Of course, the same goes for the C loader.

Damn simple to use (or at least we try hard)
--------------------------------------------

Adding support for libbean-enabled plugins in your own application is a matter
of minutes. You only have to create an instance of the plugins engine, and
call methods on the implementations of the various extension points. That's it,
no clock harmed.

A few hints on using libbean
============================

As always for the new projects, it can take some time to grasp all the
subtleties at first.

Plugins versus Extensions
-------------------------

Something that is going to puzzle most of the newcomers is the fact that the
libbean API talks about both plugins and extensions, two terms that are usually
used interchangeably, but who have very different meanings in libbean.

Let's try and give a definition of both of these words in this context:

- Plugin: In the context of libbean, a plugin is a logical package. It's what
  you will enable or disable from the UI, and at the end it is what the user
  will see. An example of plugin for lapiz would be the file browser plugin.

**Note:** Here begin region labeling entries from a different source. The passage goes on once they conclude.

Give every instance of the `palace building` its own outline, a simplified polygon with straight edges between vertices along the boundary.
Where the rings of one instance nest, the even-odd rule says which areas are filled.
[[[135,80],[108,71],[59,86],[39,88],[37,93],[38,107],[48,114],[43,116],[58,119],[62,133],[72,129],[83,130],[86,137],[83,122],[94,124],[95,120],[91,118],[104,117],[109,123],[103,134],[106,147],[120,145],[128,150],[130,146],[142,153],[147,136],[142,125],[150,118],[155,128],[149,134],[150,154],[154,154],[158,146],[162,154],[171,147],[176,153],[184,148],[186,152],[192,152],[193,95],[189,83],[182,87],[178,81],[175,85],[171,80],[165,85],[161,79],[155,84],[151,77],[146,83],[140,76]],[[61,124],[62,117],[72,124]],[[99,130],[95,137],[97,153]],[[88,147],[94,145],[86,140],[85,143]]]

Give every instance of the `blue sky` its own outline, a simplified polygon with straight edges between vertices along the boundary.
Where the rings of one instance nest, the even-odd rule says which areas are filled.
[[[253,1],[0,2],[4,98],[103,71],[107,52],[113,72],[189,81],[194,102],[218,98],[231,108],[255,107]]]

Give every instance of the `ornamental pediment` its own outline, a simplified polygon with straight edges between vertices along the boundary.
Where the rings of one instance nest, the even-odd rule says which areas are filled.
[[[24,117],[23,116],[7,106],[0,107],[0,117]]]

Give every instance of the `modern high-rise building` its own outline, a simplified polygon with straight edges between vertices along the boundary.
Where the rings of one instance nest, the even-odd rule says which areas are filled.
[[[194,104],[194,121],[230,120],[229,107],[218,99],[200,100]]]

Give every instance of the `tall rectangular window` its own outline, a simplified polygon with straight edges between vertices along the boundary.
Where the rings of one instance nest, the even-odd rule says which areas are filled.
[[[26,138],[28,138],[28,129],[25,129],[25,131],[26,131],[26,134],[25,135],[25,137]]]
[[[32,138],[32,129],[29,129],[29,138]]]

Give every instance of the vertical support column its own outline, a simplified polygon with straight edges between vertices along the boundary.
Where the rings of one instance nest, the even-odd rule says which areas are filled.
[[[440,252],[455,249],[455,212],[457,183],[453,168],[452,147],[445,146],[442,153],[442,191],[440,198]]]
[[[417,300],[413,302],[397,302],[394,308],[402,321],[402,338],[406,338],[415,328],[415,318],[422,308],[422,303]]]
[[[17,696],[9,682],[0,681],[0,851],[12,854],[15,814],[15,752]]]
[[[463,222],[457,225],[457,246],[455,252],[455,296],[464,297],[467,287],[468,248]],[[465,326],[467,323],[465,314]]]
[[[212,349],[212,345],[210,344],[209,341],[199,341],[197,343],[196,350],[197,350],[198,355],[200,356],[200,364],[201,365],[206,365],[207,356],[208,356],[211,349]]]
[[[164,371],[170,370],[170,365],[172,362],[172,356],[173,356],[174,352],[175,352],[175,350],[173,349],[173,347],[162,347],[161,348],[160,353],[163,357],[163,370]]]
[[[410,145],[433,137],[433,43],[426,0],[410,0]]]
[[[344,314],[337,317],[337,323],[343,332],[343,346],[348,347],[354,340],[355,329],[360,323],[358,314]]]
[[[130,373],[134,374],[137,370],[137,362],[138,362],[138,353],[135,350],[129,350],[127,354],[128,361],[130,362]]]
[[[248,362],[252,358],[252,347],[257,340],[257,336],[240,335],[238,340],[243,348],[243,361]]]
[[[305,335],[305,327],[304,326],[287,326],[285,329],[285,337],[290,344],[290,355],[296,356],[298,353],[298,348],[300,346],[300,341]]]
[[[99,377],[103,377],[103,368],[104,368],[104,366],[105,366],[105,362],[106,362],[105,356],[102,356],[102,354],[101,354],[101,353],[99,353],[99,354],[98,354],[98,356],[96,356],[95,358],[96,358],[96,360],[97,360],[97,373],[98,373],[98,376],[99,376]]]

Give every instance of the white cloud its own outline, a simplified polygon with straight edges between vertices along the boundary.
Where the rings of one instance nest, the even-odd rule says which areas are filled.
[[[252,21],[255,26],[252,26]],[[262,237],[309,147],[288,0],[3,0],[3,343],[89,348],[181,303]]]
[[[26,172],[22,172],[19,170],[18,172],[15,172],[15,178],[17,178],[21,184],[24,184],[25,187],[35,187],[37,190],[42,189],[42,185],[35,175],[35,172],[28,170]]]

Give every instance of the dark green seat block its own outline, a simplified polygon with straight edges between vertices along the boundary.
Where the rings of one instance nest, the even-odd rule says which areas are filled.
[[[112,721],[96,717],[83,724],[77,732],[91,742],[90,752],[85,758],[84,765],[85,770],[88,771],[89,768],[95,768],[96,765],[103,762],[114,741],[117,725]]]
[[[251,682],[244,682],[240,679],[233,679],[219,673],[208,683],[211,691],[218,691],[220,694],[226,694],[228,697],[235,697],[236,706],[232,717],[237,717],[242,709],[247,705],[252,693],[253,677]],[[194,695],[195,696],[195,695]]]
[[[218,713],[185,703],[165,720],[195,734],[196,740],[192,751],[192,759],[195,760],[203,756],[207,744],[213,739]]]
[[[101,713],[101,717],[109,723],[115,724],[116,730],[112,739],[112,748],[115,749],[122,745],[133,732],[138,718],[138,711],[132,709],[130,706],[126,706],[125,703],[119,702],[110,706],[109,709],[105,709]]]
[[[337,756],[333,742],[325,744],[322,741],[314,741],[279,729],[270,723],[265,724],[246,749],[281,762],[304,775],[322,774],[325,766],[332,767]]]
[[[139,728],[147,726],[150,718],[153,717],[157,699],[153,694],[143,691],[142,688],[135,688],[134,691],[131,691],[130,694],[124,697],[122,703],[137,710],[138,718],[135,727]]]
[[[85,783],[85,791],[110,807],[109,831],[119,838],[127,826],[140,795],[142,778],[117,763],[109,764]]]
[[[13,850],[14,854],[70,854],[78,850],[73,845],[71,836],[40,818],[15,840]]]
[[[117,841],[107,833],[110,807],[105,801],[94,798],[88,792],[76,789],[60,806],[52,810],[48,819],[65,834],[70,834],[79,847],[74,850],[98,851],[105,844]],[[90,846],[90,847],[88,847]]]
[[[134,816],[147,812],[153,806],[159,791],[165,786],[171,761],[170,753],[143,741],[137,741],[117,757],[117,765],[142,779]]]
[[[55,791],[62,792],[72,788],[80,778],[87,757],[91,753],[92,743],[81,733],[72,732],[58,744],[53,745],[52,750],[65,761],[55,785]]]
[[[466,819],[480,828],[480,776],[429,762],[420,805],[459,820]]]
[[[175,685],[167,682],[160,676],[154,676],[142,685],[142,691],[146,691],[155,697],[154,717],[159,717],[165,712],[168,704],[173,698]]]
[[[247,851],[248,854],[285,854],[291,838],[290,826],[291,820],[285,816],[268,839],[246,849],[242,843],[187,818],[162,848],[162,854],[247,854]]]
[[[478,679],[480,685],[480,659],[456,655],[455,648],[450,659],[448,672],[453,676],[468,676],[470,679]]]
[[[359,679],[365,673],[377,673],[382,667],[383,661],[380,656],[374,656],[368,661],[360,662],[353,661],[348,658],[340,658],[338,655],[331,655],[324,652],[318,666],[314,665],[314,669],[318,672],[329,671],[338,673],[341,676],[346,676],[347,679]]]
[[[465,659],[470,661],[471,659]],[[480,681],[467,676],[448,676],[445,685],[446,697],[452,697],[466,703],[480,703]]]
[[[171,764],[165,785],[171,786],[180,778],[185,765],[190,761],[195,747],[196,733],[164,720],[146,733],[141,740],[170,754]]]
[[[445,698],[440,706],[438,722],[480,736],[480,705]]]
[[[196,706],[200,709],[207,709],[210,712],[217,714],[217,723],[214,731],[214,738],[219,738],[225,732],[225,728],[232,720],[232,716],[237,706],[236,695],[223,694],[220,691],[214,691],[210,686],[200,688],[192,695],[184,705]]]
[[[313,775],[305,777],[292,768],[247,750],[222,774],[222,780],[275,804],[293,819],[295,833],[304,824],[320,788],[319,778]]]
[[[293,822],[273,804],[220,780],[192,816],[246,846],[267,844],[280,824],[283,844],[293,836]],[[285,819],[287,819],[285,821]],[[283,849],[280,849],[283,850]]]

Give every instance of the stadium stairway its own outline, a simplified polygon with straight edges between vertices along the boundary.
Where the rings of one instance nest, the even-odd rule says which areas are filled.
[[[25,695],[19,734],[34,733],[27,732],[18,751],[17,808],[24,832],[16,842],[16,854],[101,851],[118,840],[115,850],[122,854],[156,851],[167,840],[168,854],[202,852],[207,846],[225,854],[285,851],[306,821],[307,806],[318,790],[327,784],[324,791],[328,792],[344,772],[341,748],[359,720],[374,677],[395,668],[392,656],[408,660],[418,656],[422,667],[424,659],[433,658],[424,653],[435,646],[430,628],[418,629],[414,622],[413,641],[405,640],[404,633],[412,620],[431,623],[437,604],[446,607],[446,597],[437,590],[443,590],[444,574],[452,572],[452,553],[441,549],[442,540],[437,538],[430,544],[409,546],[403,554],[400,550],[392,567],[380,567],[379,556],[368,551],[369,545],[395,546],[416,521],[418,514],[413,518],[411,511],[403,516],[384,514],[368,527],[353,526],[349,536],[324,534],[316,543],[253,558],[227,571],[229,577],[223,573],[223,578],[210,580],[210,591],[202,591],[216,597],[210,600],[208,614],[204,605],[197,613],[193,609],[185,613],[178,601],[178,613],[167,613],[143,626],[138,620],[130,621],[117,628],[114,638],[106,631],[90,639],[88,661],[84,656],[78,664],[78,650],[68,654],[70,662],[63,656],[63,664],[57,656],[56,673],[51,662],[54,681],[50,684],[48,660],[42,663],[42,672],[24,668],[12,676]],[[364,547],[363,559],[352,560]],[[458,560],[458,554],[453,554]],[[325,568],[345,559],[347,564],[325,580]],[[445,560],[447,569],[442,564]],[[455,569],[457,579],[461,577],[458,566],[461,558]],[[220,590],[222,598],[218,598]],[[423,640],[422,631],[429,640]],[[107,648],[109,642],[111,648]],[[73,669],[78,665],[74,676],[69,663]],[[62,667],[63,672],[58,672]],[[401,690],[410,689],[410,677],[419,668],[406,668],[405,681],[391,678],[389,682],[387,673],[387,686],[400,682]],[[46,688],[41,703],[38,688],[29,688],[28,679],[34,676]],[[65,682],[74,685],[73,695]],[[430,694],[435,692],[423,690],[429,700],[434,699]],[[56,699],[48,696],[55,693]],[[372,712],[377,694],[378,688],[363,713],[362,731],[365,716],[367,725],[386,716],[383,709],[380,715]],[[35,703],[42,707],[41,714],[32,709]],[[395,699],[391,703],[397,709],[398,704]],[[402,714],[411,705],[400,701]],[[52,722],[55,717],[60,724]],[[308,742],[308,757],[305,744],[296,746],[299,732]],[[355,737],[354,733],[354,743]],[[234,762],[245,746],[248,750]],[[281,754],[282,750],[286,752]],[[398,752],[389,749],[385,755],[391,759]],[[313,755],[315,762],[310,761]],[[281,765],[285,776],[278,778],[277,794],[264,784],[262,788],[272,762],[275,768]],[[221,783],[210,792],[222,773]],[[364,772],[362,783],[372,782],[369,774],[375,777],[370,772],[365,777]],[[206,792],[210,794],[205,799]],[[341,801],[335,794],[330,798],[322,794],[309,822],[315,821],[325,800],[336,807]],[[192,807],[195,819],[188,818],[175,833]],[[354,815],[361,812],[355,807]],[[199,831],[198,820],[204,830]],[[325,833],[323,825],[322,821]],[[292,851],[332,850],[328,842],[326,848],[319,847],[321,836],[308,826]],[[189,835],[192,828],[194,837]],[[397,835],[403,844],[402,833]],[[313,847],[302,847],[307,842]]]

- Extension. An extension is an object which implements an interface
  associated to an extension point. There can be several extensions in a single
  plugin. Examples of extensions provided by the file browser plugin would be
  the configuration dialog, the left panel pane and a completion provider for
  file names.

Sample code
-----------

The libbean package contains a sample application called bean-demo, and sample
plugins written in C, Lua and Python.

The global idea is this one: you create a new BeanEngine instance and give it
the information needed for it to find your plugins. Then you load some plugins
(you can use the BeanCtkPluginManager for that purpose) and perform actions
through some BeanExtensions objects you can get from the engine.